7:21 a.m. The new polling place at Arrowhead Stadium, which is open to any voter who lives in Kansas City within Jackson County, reportedly has the shortest wait time out of any of the Kansas City Board of Election Commissioners polling sites.
7 a.m. Polls open in all of Kansas. Polls close at 7 p.m. in Missouri and Kansas. Anyone in line at that time will be allowed to vote.
6:50 a.m. Although the Clay County Board of Election Commissioners website contains instructions to surrender absentee ballots at the county annex, it is reported that the county annex is closed and that Clay County voters should surrender absentee ballots at their polling places instead.
6:49 a.m. Voters stand in long lines at the Heartland Church of Christ in Platte County.
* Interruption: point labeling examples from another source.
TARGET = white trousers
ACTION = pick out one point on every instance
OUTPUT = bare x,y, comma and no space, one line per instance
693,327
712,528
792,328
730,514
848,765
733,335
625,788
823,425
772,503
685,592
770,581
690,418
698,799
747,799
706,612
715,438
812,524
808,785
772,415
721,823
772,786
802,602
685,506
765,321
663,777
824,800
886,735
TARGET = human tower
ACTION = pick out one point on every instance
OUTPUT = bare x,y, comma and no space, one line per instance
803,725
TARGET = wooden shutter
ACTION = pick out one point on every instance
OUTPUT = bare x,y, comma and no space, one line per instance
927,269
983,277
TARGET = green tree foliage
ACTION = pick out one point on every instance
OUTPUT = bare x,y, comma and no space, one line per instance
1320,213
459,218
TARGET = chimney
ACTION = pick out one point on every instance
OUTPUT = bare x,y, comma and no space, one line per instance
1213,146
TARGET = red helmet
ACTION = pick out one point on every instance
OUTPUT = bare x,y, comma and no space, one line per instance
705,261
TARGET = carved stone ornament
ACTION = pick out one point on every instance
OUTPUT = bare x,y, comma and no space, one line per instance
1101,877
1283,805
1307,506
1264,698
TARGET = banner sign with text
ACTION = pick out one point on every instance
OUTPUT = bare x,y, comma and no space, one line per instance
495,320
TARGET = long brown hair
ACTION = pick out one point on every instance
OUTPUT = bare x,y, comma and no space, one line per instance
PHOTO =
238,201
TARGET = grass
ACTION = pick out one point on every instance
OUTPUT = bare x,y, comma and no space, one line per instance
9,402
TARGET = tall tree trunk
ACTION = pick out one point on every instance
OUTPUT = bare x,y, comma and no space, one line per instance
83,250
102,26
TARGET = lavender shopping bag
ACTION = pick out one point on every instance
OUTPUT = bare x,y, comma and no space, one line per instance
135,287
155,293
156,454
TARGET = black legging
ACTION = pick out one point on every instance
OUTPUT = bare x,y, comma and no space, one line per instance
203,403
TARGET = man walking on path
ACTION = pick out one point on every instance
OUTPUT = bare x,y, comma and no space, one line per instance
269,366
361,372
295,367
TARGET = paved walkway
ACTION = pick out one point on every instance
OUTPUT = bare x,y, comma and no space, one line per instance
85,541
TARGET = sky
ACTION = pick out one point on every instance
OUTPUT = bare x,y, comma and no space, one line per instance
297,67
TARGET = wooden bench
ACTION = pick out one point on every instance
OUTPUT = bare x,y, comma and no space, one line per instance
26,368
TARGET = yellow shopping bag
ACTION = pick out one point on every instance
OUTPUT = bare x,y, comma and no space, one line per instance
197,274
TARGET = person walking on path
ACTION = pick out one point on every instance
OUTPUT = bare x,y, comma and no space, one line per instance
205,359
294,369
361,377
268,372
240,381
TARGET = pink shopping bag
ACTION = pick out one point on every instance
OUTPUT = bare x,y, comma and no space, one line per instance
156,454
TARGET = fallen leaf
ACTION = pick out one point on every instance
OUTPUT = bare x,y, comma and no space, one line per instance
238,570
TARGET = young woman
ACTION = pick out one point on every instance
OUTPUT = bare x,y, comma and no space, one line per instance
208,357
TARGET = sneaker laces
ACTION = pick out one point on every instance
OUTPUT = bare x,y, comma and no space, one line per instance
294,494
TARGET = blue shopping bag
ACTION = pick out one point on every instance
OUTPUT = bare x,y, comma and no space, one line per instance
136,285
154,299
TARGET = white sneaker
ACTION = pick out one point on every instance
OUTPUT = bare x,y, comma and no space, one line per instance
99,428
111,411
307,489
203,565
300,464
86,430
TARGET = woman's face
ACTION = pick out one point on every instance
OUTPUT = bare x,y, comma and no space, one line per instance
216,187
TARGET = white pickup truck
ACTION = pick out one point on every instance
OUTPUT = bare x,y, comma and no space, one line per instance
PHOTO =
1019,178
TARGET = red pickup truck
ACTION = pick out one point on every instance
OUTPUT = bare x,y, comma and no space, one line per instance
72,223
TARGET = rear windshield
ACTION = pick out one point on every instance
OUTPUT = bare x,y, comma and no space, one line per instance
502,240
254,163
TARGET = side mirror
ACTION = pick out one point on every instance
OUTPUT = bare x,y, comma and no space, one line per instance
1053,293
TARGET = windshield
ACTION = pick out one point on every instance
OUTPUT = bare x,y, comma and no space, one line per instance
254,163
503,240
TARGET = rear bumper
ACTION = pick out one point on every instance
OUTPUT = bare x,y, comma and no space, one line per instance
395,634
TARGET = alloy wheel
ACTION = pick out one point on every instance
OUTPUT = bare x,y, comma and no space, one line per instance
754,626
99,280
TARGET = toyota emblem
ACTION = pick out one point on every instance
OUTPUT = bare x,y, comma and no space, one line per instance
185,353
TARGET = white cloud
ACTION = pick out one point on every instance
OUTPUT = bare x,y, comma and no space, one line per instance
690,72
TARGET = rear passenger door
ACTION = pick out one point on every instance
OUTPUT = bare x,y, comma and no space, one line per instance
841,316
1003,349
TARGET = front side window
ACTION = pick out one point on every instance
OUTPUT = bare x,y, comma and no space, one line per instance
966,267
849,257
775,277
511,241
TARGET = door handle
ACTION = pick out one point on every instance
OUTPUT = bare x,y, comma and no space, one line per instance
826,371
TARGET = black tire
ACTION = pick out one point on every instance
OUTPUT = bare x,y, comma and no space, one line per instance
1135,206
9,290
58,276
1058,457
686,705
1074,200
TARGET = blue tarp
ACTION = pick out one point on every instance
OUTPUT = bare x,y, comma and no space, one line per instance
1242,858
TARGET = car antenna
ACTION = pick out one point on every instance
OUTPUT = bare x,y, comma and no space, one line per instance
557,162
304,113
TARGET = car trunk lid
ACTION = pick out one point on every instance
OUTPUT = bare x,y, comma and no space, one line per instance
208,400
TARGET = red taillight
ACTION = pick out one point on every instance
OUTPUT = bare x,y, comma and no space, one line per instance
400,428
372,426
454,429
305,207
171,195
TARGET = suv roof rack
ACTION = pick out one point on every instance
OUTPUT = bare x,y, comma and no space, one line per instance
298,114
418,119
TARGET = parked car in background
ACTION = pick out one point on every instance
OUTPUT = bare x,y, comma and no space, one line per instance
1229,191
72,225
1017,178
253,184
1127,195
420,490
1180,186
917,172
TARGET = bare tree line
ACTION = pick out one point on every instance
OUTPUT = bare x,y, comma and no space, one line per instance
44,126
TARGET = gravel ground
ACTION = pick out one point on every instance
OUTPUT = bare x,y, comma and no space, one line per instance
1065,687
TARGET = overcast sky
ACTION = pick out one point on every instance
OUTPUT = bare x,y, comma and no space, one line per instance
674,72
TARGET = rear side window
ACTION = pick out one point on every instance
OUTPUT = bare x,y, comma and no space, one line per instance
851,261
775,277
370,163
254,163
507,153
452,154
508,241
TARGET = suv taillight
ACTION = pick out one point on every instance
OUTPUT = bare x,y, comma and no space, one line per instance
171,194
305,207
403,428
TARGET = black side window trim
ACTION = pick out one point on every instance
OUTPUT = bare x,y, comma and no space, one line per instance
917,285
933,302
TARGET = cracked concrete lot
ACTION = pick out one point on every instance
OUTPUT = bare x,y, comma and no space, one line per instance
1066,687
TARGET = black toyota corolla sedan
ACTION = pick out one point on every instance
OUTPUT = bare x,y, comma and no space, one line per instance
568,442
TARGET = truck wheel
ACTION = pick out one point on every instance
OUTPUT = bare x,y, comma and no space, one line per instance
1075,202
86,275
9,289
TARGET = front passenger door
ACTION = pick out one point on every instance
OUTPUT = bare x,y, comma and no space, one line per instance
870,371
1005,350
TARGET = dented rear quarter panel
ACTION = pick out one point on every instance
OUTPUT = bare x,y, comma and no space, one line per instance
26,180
6:45 a.m. The opening of the polls was met with a brief cheer at Troost Elementary School in Kansas City, Mo. At 6 a.m., a line snaked through the parking lot, quiet save for gospel music playing on a cell phone and occasional mutters from electioneers. Early morning voters waited about 35 minutes to cast their votes.
6:05 a.m. Reports of long lines at Arrowhead Stadium, Tony Aguirre Community Center polling sites.
6 a.m. Polls open in Missouri and Johnson County, Kansas.
5:44 a.m. Mayor of Kansas City, Missouri, Quinton Lucas, says that Election Day should be a national holiday.